The target test case set corresponding to the target service system refers to a set of all target test cases for testing the target service system.

Further, the second configuration set refers to a data set obtained by processing values in at least one configuration item contained in the function factor module obtained based on the atomic module.

Based on the above embodiment, the test case generating method provided by the invention automatically generates the target test case set by respectively inputting the first value combinations corresponding to the atomic modules with the dependency relationships into the test case model set, so that the problem possibly occurring when the test case is manually written is avoided, and the universality is improved because the test case generated by utilizing the conventional test case generating technology is only suitable for the condition of specific programming language and/or specific service system.

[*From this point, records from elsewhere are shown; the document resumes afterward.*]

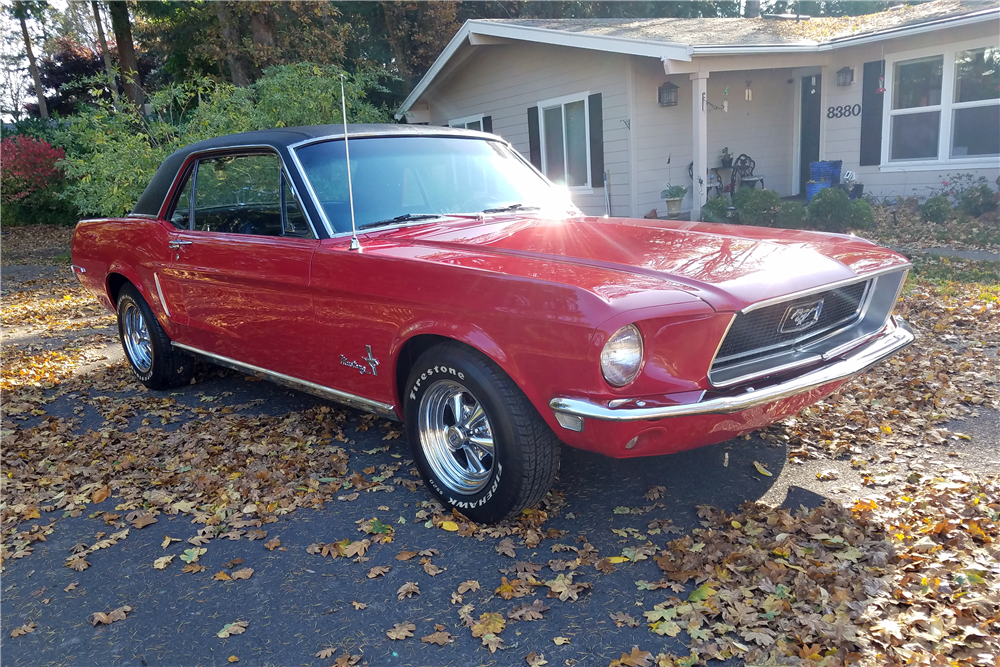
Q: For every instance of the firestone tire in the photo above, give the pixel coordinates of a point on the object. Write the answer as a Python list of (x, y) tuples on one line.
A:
[(477, 441), (153, 359)]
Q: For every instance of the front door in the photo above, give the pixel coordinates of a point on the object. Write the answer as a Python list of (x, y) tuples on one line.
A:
[(809, 138)]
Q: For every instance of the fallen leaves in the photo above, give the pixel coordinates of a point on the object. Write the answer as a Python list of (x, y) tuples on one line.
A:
[(400, 631), (106, 618), (25, 629), (441, 637), (230, 629), (409, 589)]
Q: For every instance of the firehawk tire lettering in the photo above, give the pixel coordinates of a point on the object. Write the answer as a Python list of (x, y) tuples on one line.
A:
[(525, 456)]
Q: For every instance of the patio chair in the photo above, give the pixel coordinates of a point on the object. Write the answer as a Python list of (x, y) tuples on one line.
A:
[(743, 174)]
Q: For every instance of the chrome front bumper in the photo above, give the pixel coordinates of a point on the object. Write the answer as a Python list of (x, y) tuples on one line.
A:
[(894, 337)]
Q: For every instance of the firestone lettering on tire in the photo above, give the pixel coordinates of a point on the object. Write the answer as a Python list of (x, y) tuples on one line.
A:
[(440, 370)]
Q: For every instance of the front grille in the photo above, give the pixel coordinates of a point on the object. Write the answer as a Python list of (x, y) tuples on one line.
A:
[(757, 333)]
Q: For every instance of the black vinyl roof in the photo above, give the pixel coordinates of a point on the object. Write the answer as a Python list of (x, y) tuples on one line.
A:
[(279, 139)]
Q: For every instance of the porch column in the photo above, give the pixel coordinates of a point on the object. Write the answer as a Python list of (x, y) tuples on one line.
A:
[(699, 135)]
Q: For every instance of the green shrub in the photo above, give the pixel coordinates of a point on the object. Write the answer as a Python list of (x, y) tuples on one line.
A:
[(757, 207), (977, 200), (830, 210), (714, 210), (792, 215), (862, 215), (936, 209)]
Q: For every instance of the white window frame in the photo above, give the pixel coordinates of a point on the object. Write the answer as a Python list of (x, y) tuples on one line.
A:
[(462, 122), (562, 102), (946, 108)]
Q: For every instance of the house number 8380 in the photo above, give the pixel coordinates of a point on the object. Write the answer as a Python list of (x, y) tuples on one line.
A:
[(843, 112)]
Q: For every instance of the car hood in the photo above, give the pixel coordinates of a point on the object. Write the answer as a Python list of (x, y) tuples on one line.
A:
[(727, 266)]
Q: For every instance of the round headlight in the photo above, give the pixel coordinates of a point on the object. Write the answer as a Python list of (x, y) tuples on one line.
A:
[(621, 357)]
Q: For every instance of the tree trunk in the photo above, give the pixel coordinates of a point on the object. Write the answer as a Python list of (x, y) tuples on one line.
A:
[(108, 67), (43, 109), (238, 69), (127, 61)]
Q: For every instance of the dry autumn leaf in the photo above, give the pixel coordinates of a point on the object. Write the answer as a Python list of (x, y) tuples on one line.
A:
[(230, 629), (106, 618), (163, 562), (409, 589), (25, 629), (441, 637), (401, 631)]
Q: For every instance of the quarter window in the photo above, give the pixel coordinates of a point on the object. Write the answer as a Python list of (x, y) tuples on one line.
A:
[(565, 150)]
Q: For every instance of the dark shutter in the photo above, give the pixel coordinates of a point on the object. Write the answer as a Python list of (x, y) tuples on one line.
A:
[(534, 143), (596, 141), (871, 114)]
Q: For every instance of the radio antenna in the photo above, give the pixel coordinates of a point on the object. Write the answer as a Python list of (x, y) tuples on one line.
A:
[(355, 243)]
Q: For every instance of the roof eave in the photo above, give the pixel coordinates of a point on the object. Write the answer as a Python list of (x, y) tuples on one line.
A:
[(852, 40)]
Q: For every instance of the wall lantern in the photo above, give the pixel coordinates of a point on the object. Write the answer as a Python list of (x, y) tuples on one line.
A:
[(666, 95)]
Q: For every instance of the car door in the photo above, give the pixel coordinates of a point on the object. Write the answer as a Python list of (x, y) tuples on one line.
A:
[(239, 273)]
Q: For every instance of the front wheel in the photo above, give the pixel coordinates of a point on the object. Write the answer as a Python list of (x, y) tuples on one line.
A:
[(478, 442), (147, 347)]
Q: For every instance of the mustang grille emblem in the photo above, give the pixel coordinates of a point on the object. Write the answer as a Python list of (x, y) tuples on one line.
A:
[(801, 316)]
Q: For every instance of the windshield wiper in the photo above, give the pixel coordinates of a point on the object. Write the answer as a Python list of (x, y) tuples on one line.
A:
[(406, 217), (512, 207)]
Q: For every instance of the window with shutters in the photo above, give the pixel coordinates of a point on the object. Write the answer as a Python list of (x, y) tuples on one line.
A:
[(564, 131), (944, 107)]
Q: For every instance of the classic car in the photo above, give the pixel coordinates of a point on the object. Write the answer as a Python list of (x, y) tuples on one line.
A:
[(432, 275)]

Preferably, based on the above embodiments, the training generation test case model is described.

Based on the above embodiments, fig. 2 is a schematic flow chart of training a test case model in the test case generating method according to one embodiment of the present disclosure. As shown in fig. 2, the process of training the test case model includes:

specifically, as shown in fig. 2, the functional factor modules 1,2, 3..n (n is a positive integer) are respectively obtained based on the atomic modules 1,2, 3..n.

Further, the values of at least one configuration item correspondingly contained in the functional factor modules 1,2 and 3..n (n is a positive integer) are processed, and a second configuration set 1,2 and 3..n (n is a positive integer) is correspondingly obtained respectively. Wherein the second configuration sets 1,2, 3..n (n is a positive integer) each correspondingly comprise a plurality of second value combinations.

Further, training the machine learning model by using a plurality of second value combinations which are respectively and correspondingly contained in the second configuration sets 1,2 and 3..n (n is a positive integer), and respectively and correspondingly obtaining test case models 1,2 and 3..n (n is a positive integer).

Further, a test case model set is constituted by n (n is a positive integer) test case models.

Based on the above embodiments, fig. 3 is a schematic flow chart of generating a first configuration set in the test case generating method according to one embodiment of the present disclosure. As shown in fig. 3, the process of generating the first configuration set includes:

step 301, obtaining a first configuration item of an atomic module, and obtaining basic value data of the first configuration item.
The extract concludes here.